Researchers studied the tissue structures in 85 patients with breast cancer and examined earlier, noncancerous breast biopsies from the same women. They compared them to 142 age-controlled samples from Mayo's Benign Breast Disease Cohort, a bio repository of benign biopsy tissues. Then, researchers developed the model and tested a risk prediction for each patient. For the same women, they used the existing Gail model to make five-year risk predictions for the same women. While helpful in determining increased risk in groups of women, the Gail model is only slightly better than a guess when it comes to predicting cancer for an individual, the researchers say.
"Women who were more likely to develop breast cancer had larger lobules with more acini," explains Dr. Hartmann.
Significance of the Findings
As women age, especially as they approach menopause, the risk of breast cancer declines because the lobules and acini disappear.

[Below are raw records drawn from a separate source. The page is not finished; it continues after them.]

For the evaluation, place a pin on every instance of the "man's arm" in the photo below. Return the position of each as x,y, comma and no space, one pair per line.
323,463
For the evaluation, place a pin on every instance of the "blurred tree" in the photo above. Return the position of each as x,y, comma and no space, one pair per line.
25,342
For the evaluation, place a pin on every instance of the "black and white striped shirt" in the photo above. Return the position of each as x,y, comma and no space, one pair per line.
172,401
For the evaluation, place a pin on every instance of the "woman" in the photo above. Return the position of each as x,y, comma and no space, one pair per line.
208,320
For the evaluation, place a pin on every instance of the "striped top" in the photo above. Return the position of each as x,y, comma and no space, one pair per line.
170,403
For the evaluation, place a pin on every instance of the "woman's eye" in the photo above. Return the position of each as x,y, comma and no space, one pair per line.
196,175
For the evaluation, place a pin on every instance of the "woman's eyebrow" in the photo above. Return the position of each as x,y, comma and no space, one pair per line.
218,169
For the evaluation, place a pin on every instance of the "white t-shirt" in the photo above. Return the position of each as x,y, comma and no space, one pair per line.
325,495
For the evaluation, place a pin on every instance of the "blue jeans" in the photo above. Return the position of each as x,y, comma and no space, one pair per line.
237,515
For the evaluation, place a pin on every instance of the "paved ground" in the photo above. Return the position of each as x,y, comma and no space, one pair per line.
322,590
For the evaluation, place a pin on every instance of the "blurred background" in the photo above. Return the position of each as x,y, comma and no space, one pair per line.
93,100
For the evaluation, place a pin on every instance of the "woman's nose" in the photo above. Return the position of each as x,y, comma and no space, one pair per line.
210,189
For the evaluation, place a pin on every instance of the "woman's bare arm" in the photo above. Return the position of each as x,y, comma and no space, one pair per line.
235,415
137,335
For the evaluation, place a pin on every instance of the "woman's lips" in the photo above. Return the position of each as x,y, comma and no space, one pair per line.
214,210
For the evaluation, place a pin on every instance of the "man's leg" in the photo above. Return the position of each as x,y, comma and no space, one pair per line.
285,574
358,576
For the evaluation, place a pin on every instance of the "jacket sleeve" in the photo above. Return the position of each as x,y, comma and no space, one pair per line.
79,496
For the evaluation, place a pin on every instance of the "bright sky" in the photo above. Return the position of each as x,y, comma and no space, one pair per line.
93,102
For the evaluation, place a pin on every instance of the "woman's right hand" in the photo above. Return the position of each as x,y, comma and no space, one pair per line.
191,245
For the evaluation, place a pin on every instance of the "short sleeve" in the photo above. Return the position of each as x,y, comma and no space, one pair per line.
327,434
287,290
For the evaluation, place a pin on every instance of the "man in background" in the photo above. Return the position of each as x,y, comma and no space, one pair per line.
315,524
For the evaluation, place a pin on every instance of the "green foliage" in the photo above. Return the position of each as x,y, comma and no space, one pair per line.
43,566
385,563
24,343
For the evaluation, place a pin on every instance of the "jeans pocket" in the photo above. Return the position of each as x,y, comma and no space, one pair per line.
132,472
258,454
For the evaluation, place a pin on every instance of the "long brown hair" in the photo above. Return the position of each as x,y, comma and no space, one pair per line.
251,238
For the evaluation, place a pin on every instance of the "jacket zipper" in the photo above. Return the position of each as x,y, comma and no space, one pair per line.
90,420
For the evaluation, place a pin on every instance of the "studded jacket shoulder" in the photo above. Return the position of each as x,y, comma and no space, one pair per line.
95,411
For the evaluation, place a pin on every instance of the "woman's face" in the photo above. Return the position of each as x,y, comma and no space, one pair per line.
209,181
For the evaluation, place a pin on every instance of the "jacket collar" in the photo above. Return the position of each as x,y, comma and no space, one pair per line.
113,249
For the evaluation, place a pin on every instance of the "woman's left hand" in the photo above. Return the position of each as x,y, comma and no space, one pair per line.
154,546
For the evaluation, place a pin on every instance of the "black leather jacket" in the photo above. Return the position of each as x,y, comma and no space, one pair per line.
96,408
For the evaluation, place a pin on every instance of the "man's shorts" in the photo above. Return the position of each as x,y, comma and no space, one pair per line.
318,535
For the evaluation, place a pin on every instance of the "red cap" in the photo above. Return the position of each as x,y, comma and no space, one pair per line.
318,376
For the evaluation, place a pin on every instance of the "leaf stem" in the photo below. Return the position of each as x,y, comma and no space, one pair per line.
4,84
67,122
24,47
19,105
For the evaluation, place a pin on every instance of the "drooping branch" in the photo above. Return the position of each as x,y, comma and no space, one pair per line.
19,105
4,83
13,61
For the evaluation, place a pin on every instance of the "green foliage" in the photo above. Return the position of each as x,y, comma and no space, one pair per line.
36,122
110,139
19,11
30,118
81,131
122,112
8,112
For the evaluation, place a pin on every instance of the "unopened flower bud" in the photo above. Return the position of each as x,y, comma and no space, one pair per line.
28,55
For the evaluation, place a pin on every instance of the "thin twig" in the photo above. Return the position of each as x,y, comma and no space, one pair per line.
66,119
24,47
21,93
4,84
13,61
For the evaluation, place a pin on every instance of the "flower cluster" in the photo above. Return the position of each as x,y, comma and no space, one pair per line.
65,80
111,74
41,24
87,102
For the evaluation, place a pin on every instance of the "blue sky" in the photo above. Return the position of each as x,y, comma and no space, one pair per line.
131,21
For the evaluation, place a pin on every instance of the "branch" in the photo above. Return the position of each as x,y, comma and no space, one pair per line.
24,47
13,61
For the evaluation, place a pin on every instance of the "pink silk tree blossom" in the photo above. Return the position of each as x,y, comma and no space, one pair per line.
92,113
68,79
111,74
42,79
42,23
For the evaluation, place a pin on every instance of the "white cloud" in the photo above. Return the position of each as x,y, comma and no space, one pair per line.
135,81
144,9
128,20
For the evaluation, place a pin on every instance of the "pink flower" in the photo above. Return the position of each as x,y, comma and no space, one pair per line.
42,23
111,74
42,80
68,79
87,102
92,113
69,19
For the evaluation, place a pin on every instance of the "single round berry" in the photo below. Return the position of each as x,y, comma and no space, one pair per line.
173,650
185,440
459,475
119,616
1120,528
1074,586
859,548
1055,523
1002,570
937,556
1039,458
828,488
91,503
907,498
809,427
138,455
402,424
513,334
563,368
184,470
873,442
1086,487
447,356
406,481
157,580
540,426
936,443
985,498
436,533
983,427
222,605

This natural process, called involution, is at the core of this risk factor. Dr. Hartmann says if the lobules aren't largely gone by the time a woman is 55, her risk of breast cancer triples. By looking closely at the structures in a large sample of benign tissues, the researchers were able to note standard measurements for lobule size and number of acini in the lobules. This twofold approach led to development of accurate metrics on which to base individual risk. The team hopes this new model, combined with other patient information and assessments, will greatly improve a physician's ability to predict cancer risk for individual patients.
Others on the research team are Kevin McKian, M.D.; Carol Reynolds, M.D.; Daniel Visscher, M.D.; Aziza Nassar, M.D.; Derek Radisky, Ph.D.; Robert Vierkant; Amy Degnim, M.D.; Judy Boughey, M.D.; Karthik Ghosh, M.D.; Stephanie Anderson; Douglas Minot; Jill Caudill; Celine Vachon, Ph.D.; Marlene Frost, Ph.D.; and V. Shane Pankratz, Ph.D.; all of Mayo Clinic. The research was supported by the Department of Defense, Martha and Bruce Atwater, the National Institutes of Health, and the Katherine B. Anderson Foundation.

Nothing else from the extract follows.